The study sample was a group of approximately 3,300 Americans between 40 and 70 years old. Through an online survey in spring 2019, the researchers used the Cantril Ladder, one of the most commonly used measures of subjective well-being in psychology, to assess the adults.
The Cantril Ladder asks participants to rank how satisfied they are in life, on a scale ranging from poor to excellent. Previous research in this field has shown the greatest increase in Cantril Ladder scores in older adults. In the study, Stone assessed which variables had the strongest impact on the association between age and the Cantril Ladder scores.
Measures of subjective well-being are associated with age, but the patterns of association are not always found to be consistent with common beliefs about aging, according to the study.
The research, which was funded through a National Institute on Aging grant provided by Princeton University, found higher levels of satisfaction with social relationships in older age, which explained some of the increase in well-being. Perceptions of strain from family and friends were also lower in older age, partly explaining the well-being increase.
The results of the study partially confirmed the theory of socioemotional selectivity, according to Stone, which suggests that adults make decisions and select relationships more carefully as they get older. “As people age and as they start realizing that life is finite, [they] start making their social circles a little smaller and more selective,” he said.
Stone and his team found that the social and psychological variables they examined — including perceived stress, social network size, social satisfaction, social comparison and support from family and friends, among others — explained about two-thirds of the U-curve, and accounting for them significantly flattened it. Most of the explanatory variables were associated with both age and subjective well-being outcomes in the same positive direction.

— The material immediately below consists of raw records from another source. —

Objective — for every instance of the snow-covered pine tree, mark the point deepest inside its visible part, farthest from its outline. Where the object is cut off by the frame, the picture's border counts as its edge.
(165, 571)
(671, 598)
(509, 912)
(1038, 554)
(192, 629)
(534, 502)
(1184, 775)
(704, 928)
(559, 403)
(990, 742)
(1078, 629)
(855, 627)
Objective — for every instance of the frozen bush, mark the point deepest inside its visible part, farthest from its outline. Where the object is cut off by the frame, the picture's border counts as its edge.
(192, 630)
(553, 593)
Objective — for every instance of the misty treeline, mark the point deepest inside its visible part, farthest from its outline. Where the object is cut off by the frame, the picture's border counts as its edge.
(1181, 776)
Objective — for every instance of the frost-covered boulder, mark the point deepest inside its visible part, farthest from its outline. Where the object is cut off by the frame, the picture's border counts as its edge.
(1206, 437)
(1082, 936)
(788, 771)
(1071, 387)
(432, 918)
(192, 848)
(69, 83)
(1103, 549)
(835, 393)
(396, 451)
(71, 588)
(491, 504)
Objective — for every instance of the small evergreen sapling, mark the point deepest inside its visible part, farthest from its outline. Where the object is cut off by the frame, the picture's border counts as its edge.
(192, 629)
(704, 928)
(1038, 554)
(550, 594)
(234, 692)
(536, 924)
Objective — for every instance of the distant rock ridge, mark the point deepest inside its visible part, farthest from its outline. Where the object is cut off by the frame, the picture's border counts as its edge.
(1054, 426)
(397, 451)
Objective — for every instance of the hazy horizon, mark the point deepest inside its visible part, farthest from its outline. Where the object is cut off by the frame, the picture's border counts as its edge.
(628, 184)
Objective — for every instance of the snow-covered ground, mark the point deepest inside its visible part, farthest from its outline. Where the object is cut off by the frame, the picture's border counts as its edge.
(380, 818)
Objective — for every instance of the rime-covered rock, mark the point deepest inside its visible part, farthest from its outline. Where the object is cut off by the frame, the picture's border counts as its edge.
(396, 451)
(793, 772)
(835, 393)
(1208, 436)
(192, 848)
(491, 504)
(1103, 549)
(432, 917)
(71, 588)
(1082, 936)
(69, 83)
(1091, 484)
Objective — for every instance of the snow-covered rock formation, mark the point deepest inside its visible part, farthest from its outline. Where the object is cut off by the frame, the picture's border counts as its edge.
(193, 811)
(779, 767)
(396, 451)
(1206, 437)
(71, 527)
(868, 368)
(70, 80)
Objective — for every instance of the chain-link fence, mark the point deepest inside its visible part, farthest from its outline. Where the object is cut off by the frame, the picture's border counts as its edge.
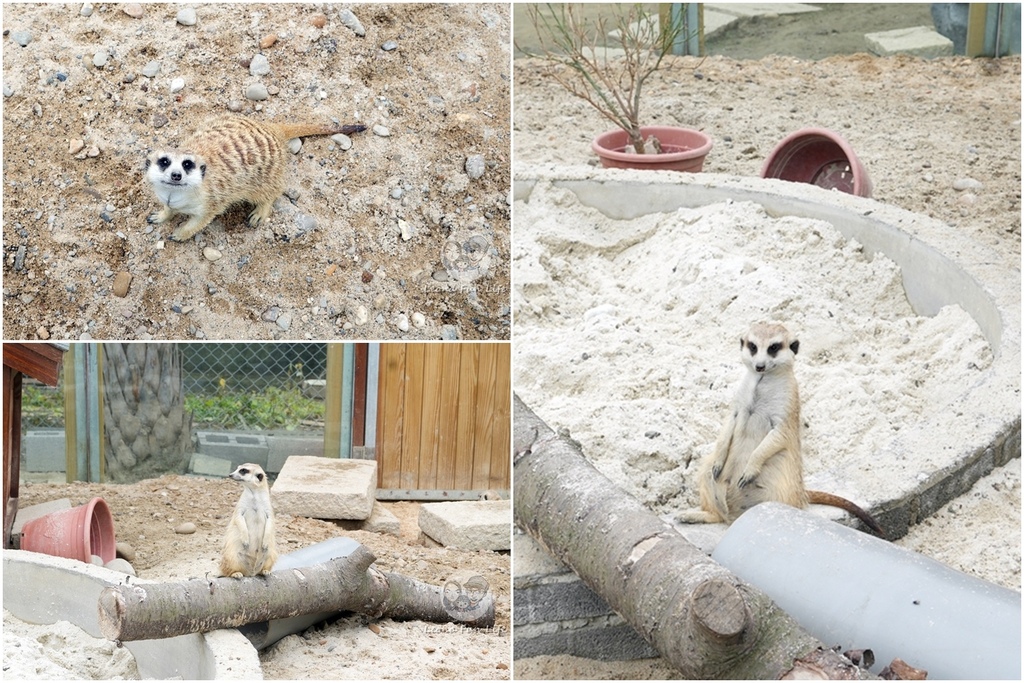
(257, 386)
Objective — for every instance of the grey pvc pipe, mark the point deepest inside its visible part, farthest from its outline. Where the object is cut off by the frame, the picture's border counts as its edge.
(264, 634)
(849, 588)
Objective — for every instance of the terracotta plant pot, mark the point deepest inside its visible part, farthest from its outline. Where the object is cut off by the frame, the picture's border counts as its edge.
(79, 532)
(820, 158)
(682, 150)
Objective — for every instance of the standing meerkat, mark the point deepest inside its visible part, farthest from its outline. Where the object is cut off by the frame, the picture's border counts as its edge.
(249, 546)
(227, 161)
(757, 457)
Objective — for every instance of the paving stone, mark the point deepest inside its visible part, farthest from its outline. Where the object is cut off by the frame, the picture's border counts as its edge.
(326, 487)
(469, 524)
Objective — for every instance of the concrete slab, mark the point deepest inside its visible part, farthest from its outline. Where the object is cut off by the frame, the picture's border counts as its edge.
(40, 589)
(44, 451)
(920, 41)
(326, 487)
(36, 511)
(469, 524)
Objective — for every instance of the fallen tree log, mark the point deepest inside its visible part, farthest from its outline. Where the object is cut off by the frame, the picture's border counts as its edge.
(143, 611)
(699, 616)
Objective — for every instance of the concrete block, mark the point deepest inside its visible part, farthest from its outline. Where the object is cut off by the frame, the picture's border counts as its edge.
(381, 520)
(469, 524)
(284, 445)
(920, 41)
(326, 487)
(210, 466)
(36, 511)
(44, 451)
(238, 447)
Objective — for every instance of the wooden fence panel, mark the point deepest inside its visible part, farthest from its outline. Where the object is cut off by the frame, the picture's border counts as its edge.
(443, 427)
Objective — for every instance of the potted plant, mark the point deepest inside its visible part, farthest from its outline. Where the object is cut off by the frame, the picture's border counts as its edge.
(613, 85)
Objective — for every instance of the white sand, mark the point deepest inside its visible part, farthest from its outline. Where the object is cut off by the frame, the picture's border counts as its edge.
(627, 334)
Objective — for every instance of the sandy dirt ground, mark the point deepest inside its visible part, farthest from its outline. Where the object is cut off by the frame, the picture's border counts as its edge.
(145, 515)
(363, 249)
(939, 137)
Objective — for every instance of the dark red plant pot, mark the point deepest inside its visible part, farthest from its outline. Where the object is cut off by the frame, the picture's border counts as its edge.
(682, 150)
(818, 157)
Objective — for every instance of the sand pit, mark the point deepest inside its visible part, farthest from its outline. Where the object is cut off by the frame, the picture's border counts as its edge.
(349, 647)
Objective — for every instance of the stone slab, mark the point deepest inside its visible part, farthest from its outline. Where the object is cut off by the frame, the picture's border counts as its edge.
(26, 515)
(468, 524)
(920, 41)
(326, 487)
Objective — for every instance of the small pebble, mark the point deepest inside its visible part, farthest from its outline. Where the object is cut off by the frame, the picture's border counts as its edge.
(474, 167)
(343, 141)
(186, 16)
(259, 66)
(349, 20)
(122, 282)
(126, 551)
(256, 92)
(960, 184)
(407, 229)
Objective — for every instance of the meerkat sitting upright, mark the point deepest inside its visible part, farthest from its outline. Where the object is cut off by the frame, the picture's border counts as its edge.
(227, 161)
(249, 546)
(757, 457)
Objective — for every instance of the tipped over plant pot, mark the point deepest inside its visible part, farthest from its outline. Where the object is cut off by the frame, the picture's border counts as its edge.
(612, 85)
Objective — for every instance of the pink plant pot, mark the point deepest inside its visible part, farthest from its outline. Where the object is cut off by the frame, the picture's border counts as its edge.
(818, 157)
(78, 534)
(683, 150)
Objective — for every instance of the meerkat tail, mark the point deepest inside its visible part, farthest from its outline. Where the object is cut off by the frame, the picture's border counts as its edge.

Stone noted that the team’s research was a cross-sectional study that only analyzed the participants at one age and one point in time, meaning that it didn’t account for their adult lifespan or the entirety of the U-shaped curve. “We believe that this work contributes to a more complete understanding of the potential roles of social and psychological factors in well-being over the lifespan,” Stone said in the study.
For future studies on this topic, Stone suggested longitudinal research, a study design that observes the same variables or subjects repeatedly over a period of time. He noted that his findings cannot provide a causal explanation between age, the variables and the U-shaped curve due to the study’s cross-sectional nature.
Stone has studied well-being for more than 20 years. He said that during this time there has been greater recognition beyond psychologists, including by policymakers and economists, that subjective well-being is important to improve and is a “major concept of interest for augmenting other economic and social measures of welfare.”
The study, “Age Patterns In Subjective Well-Being Are Partially Accounted For By Psychological And Social Factors Associated With Aging,” was published in the PLOS One online journal. Arthur Stone of the University of Southern California was the lead author of the study, and Joan E. Broderick, Diana Wang and Stefan Schneider, scientists at the University of Southern California, were co-authors.